The problem with plausible answers
A model answer can look good while still being unusable. It can name the right vendor, repeat the right invoice total, and write a confident summary. Then it can put the wrong warning code in JSON, use a filename where the case asks for a document ID, forget an intermediate artifact, or calculate a proof code from the wrong numbers.
That kind of failure is easy to miss in a chat transcript. It is harder to miss when the task has a final artifact and an oracle. Local Model Bench is built around that difference.
What resolved means
A resolved case means the model finished the whole job. It did not merely understand the broad situation. It returned the required files, kept protected source folders unchanged, matched the hidden oracle, used acceptable evidence, and closed the final proof-code check.
This makes the score harsher than a human vibe check. That is intentional. A local model used for private paperwork is not just writing an opinion. It is supposed to produce something a user or script can rely on.
Why core pass exists
The benchmark also tracks core pass because not all failures are equally bad. If a model identifies the right invoice, vendor, payment status, and review decision but misses the proof code, that is different from selecting the wrong document entirely.
Core pass is the near-miss signal. It tells us when the model understood the central audit facts but failed exact closure. That distinction matters for model selection. A model with many core passes may be useful with human review. A model with neither resolved nor core passes is just not doing the work.
The checksum idea
The proof code is deliberately boring. It is a small checksum-style field derived from visible final values in the case. It is not a secret trick and it is not meant to be clever. It checks whether the model can keep its own output internally consistent.
This is where many strong-looking answers fail. The model can describe the case correctly, then put the wrong final integer in `proof_code` or leave it as an arithmetic expression. That is a real failure if the task demands a usable JSON artifact.
Why hidden oracles matter
Visible checks are useful but insufficient. They can confirm that a file exists, JSON parses, or required keys are present. They cannot tell whether the model chose the revised invoice instead of the withdrawn one, ignored the correct distractor, or mapped a payment reference to the right final document.
Hidden oracles let the public case remain inspectable while preventing a model from passing through superficial formatting alone. They also make failure analysis more honest: the site can show whether a failure was format, evidence, protected-file, classification, warning, or proof related.

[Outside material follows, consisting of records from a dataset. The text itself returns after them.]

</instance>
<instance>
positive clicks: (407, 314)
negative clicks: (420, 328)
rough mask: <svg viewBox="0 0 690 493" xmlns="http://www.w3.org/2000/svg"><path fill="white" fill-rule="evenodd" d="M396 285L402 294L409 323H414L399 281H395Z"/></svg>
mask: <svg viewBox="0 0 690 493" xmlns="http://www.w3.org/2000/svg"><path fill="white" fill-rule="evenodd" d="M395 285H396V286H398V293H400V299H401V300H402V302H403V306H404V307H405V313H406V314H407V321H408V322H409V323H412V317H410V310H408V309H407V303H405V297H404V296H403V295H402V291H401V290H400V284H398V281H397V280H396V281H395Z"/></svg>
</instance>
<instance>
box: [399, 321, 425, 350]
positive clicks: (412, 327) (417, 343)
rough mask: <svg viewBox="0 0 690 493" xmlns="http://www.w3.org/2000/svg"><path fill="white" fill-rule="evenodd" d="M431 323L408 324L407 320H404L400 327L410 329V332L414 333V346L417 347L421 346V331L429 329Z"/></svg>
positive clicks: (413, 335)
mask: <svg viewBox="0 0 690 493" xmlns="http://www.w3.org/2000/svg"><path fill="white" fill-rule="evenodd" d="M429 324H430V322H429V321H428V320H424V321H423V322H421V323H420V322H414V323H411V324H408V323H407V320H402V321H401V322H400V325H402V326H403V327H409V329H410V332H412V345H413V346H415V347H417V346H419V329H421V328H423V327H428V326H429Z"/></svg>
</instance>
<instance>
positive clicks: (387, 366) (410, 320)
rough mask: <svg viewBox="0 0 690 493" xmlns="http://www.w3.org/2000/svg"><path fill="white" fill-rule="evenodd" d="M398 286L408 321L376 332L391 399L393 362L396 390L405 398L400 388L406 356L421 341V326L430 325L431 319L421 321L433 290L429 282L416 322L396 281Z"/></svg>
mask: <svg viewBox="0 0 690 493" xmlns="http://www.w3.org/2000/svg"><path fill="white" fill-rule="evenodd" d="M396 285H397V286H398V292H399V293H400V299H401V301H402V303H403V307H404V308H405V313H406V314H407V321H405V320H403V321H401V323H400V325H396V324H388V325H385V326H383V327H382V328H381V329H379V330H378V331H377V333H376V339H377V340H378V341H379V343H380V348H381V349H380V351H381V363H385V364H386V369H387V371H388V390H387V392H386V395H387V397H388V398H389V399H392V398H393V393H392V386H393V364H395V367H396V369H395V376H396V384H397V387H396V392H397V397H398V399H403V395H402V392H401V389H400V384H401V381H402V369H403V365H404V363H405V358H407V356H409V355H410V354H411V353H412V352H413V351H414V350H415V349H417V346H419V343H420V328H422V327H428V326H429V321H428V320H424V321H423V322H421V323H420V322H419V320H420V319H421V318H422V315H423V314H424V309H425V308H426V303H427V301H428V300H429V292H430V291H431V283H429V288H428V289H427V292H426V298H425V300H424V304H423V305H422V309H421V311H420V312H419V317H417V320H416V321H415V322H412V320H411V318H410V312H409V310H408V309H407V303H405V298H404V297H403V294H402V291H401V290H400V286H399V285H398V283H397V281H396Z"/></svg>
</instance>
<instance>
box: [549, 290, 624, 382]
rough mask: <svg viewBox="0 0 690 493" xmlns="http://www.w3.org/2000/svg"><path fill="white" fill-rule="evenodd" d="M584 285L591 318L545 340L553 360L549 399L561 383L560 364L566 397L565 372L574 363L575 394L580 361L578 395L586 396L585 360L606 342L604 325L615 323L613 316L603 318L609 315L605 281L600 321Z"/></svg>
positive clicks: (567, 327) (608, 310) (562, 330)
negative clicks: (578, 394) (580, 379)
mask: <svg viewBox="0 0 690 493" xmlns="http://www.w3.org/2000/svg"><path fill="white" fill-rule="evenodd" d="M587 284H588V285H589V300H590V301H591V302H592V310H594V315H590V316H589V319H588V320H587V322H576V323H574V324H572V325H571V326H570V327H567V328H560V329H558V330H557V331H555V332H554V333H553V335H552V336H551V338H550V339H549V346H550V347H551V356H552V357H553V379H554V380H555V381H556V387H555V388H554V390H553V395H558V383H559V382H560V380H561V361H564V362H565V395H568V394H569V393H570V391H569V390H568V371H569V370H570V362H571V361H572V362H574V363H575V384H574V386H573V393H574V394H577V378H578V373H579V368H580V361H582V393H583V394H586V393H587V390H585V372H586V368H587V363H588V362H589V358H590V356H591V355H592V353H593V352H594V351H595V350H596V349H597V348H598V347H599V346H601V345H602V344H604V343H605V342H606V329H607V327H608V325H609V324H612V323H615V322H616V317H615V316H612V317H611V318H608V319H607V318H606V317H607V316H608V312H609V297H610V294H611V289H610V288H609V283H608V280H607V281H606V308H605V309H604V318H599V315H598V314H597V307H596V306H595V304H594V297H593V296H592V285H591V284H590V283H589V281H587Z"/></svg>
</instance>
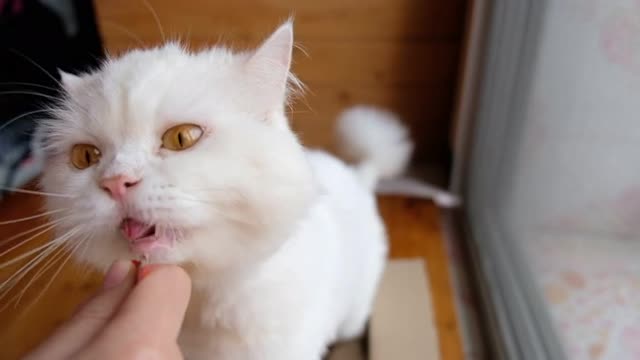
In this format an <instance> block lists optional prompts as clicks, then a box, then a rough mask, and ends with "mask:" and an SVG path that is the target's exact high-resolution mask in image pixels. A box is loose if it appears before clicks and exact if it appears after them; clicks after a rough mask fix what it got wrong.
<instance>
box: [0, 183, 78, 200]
mask: <svg viewBox="0 0 640 360" xmlns="http://www.w3.org/2000/svg"><path fill="white" fill-rule="evenodd" d="M0 191H8V192H14V193H20V194H29V195H42V196H50V197H63V198H74V196H72V195H70V194H56V193H51V192H45V191H37V190H27V189H20V188H14V187H5V186H0Z"/></svg>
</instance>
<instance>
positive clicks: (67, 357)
mask: <svg viewBox="0 0 640 360" xmlns="http://www.w3.org/2000/svg"><path fill="white" fill-rule="evenodd" d="M134 282H135V271H133V265H132V264H131V262H129V261H116V262H115V263H113V264H112V265H111V267H110V268H109V271H107V274H106V276H105V281H104V285H103V286H102V290H100V291H99V292H98V293H97V294H96V295H95V296H94V297H93V298H91V299H90V300H89V301H88V302H87V303H85V304H84V305H83V306H81V307H80V308H79V309H78V310H76V313H75V314H74V315H73V316H72V318H71V319H70V320H69V321H68V322H66V323H65V324H64V325H62V326H61V327H60V328H59V329H57V330H56V332H55V333H54V334H53V335H52V336H51V337H49V338H48V339H47V340H46V341H45V342H44V343H42V344H41V345H40V346H38V348H36V350H34V351H33V352H31V353H30V354H29V355H28V356H27V357H26V358H25V359H29V360H36V359H65V358H68V357H69V356H70V355H71V354H73V353H75V352H76V351H78V350H79V349H82V348H84V347H85V346H87V344H88V343H89V342H90V341H91V339H92V338H93V337H94V336H96V334H98V333H99V332H100V330H102V328H103V327H104V326H105V324H106V323H107V322H108V321H109V319H110V318H111V317H112V316H113V314H114V313H115V312H116V309H117V308H118V306H119V305H120V303H122V301H123V299H124V298H125V297H126V296H127V294H128V293H129V291H130V290H131V288H132V287H133V284H134Z"/></svg>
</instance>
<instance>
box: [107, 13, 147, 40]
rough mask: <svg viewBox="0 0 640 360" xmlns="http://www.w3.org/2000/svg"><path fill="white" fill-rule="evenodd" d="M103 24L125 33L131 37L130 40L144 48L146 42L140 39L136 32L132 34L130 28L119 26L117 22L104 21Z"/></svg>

What this says about local models
The current results suggest a practical pattern. Many local models can produce something that looks useful. Fewer can resolve the full case. The difference is not academic. It is the difference between a tool that helps a person review paperwork and a tool that can safely complete a workflow.
That is why Local Model Bench should stay focused on finished artifacts. The world already has enough benchmarks where models answer clean prompts. The more interesting local question is whether they can survive messy, private, ordinary work.